What are the key components of maintainable software? One is code that is simple to reason about. Another is doing more with less. If solution A takes 20 lines and the functionally equivalent solution B takes 10, is solution B better? Possibly, unless it abstracts away the details to the point where if a second developer comes along, they cannot understand it.
Clojure is a relatively new language, created in 2008 by the previously mentioned Rich Hickey and designed with simplicity over ease in mind. It’s based on Lisp which is relatively old, but remains relevant. Clojure runs on the JVM and achieves near native-Java speed while leaving behind a lot of the cruft of the host language. It encourages (but doesn’t enforce) functional programming concepts. Everything distills down to functions that operate on data structures. Ideal functions are pure, free of side effects and simply transform data from one representation to another. Since side effects are still required to do something useful like output to the screen or write to disk, Clojure allows side effects. But they tend to be explicit. The core data structures in Clojure are immutable, which means once they are set, they do not change. This does not mean things must remain static. To make a change, you make a copy of the original data to a new location with the required change. Loops are declared using functional iterators and recursion instead of being constructed manually with counters.

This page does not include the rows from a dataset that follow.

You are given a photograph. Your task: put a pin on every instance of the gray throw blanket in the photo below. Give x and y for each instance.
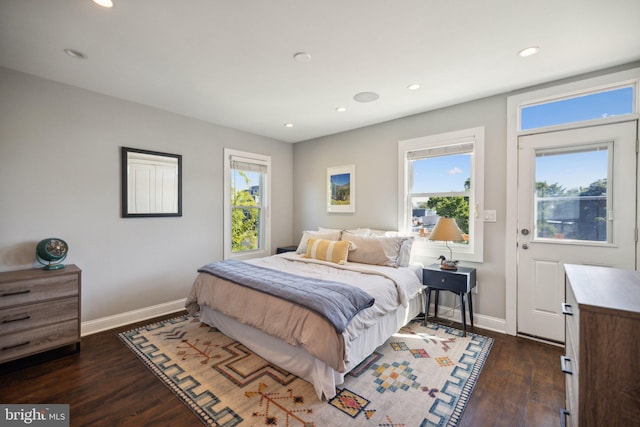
(336, 302)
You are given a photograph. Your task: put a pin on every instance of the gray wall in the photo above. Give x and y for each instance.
(374, 151)
(60, 176)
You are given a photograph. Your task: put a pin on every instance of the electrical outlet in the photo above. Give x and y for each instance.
(490, 216)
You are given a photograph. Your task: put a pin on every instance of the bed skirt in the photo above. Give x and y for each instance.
(298, 361)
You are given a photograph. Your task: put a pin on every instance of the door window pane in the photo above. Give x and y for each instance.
(571, 196)
(586, 107)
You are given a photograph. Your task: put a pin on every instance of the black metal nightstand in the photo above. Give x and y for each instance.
(284, 249)
(460, 281)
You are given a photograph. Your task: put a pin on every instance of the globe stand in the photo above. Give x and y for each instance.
(51, 252)
(53, 266)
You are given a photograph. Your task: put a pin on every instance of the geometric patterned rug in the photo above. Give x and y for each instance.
(422, 376)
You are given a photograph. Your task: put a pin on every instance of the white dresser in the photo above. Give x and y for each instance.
(602, 359)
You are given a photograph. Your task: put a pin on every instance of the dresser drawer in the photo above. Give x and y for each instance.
(30, 316)
(25, 343)
(37, 289)
(445, 280)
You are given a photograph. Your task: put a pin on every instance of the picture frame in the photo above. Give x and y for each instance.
(151, 183)
(341, 189)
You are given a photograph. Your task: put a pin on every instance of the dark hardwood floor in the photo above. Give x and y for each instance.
(106, 385)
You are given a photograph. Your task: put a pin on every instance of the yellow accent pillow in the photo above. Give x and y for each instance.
(328, 250)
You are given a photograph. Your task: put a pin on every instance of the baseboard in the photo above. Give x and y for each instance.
(121, 319)
(479, 320)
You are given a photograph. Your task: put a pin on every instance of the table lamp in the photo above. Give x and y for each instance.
(446, 230)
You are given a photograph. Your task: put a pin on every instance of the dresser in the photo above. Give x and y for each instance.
(602, 359)
(39, 311)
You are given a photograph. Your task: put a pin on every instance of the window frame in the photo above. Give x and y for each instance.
(265, 204)
(474, 250)
(573, 94)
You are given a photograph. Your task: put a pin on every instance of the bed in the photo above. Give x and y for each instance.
(302, 340)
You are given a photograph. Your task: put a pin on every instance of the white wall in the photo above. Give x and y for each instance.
(60, 176)
(373, 150)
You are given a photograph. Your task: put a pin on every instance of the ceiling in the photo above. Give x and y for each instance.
(230, 62)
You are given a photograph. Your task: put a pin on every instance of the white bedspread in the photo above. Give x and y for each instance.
(391, 288)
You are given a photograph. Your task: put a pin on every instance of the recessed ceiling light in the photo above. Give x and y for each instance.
(75, 54)
(366, 96)
(302, 57)
(529, 51)
(104, 3)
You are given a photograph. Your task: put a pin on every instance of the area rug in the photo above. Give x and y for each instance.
(422, 376)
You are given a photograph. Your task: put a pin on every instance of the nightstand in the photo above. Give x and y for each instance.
(460, 282)
(283, 249)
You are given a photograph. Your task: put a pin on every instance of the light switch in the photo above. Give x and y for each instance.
(489, 216)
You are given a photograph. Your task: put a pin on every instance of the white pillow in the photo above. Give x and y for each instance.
(328, 235)
(359, 231)
(375, 250)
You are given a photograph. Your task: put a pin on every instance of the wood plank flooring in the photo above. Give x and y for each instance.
(106, 385)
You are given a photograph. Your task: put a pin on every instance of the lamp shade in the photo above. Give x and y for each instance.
(446, 230)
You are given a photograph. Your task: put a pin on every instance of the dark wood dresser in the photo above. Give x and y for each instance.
(602, 361)
(39, 311)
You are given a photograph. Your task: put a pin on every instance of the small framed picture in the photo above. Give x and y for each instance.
(341, 189)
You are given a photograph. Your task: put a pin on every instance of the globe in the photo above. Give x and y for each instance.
(51, 252)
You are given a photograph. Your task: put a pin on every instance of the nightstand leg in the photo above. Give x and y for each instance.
(470, 306)
(426, 306)
(464, 313)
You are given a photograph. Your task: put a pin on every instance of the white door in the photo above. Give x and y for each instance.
(576, 205)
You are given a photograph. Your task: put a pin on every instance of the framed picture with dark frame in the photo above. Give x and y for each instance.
(341, 189)
(151, 183)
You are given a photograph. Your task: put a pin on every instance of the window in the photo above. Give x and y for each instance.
(442, 175)
(574, 204)
(247, 196)
(587, 106)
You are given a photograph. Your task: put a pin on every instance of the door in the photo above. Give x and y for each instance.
(577, 205)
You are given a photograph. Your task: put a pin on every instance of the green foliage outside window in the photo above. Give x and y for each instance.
(245, 219)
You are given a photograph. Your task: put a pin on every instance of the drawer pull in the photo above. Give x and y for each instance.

It’s a different way of thinking. Those accustomed to imperative programming where variables can be set and changed at will, and object oriented design where object methods modify state will have some initial learning curve to get over before becoming truly productive. The side effect of learning these concepts is the ability to build software that is simple to reason about, and ready for concurrency, since data stored in memory does not change and can be accessed safely across threads.
At Open Source Bridge in Portland last week, I gave an introduction to using Clojure to build web apps, and the slides are below.
There are many resources on the web for Clojure and Lisp, and if you decide to pick it up, you’ll likely need to go over the ideas repeatedly and from a few different sources for it to really sink in. I think it’s worth it!